In my mind, vendor support is an academic issue. I don’t volunteer the physical machine information to a vendor, so why would I volunteer hardware info about a virtual machine. If a vendor presses the issue, I can always reproduce the issue on a physical machine. To Date: I have never had to reproduce the issue on physical hardware.

Keep in mind that all major software vendors plan to support “Cloud Computing”. You can’t seriously support “Cloud Computing” without supporting virtualization. So if your vendor does not support virtual machines, they will begin to shortly or they will face technical obsolescence.

To be honest when it comes to performance, virtualization is your friend. That may come as a shock to you, so I’d better explain.

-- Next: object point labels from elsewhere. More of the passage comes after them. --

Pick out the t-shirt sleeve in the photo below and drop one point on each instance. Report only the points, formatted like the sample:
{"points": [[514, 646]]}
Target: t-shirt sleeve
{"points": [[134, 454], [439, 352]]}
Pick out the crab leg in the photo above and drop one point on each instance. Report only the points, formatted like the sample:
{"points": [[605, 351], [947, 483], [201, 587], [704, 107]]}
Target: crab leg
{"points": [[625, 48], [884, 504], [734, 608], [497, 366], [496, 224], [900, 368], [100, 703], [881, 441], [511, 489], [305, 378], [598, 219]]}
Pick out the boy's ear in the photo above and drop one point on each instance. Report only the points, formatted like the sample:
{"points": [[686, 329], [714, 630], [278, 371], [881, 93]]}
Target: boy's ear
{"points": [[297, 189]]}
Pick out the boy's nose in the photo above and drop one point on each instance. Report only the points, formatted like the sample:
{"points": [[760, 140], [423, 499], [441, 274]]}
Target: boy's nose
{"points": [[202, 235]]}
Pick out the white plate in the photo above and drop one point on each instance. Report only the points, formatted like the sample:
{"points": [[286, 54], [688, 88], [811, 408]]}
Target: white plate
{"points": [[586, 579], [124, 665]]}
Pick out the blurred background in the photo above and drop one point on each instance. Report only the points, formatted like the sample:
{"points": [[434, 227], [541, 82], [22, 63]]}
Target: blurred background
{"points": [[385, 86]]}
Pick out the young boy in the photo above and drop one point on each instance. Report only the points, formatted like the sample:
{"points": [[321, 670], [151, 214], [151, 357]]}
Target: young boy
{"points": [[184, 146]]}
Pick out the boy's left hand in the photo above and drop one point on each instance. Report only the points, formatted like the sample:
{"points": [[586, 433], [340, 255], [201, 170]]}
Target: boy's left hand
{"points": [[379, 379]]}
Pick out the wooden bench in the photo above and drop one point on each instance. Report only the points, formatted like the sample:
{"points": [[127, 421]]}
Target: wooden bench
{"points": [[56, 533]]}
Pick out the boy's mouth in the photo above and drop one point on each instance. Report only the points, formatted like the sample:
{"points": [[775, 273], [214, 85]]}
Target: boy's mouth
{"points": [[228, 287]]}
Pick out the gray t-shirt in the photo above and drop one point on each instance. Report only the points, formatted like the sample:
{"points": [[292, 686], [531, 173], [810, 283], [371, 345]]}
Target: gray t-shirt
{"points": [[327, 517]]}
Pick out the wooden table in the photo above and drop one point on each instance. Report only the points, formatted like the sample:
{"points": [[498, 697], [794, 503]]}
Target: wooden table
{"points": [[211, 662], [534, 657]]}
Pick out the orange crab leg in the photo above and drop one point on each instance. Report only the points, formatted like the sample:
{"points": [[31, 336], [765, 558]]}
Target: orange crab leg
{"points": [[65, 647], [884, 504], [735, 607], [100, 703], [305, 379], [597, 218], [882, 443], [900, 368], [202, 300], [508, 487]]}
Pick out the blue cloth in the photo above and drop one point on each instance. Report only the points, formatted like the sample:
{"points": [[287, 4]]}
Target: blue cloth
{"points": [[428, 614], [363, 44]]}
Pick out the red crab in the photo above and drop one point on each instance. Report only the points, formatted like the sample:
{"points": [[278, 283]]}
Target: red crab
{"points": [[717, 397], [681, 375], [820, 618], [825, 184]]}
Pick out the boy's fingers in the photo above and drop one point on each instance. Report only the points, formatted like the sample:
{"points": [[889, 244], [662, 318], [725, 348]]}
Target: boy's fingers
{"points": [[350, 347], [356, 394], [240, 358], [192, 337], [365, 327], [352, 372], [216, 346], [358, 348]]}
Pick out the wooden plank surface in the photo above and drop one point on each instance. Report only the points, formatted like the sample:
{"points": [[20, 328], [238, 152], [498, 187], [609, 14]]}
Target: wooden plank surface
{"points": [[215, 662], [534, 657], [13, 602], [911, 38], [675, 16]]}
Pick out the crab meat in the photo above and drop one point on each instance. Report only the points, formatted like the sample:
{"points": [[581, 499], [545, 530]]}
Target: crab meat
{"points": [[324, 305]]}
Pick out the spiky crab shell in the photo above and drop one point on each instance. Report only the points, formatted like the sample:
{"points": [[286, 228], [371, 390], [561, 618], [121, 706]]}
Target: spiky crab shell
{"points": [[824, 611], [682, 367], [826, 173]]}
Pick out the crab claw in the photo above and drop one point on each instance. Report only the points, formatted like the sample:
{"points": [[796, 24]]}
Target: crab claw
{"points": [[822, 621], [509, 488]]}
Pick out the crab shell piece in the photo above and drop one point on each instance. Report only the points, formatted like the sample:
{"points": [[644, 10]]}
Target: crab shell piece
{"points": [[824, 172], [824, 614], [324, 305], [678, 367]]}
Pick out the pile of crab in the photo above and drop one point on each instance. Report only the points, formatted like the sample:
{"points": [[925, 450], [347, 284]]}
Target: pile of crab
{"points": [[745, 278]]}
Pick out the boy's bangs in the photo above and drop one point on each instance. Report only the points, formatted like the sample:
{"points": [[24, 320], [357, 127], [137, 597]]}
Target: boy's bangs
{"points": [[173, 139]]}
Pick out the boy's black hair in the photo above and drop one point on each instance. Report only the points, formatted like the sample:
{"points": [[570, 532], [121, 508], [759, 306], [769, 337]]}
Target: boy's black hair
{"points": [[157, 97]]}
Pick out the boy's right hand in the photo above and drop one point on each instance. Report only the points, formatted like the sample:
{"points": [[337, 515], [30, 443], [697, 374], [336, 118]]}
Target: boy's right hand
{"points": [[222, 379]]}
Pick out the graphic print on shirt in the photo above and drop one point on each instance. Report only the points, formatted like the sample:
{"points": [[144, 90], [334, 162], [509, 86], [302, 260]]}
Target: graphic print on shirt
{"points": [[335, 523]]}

As I mentioned earlier, part of planning an application is sizing it for production. The sizing takes into account factors such as: memory, # of cpus, minimum recommended cpu speed, the number of concurrent users, the overhead of your common infrastructure and a “judgment factor”. The “judgment factor” attempts to account for business growth, typical usage patterns and historical vendor understatement of the hardware requirements :-). Over the years, I’ve seen many projects purchase way too much hardware. I’ve also seen projects that were struggling to run on the initial hardware within a year or two of the initial roll-out. This can be caused by a variety of reasons, including unexpected business growth or transaction volume due to a temporary business opportunity. Assuming that there are no application locking issues and that cpu or memory is holding the application back, then you are considering how to relocate the application to newer and more powerful hardware. When this happens physical machines become a “boat anchor” where virtual machines are a “lifeboat”.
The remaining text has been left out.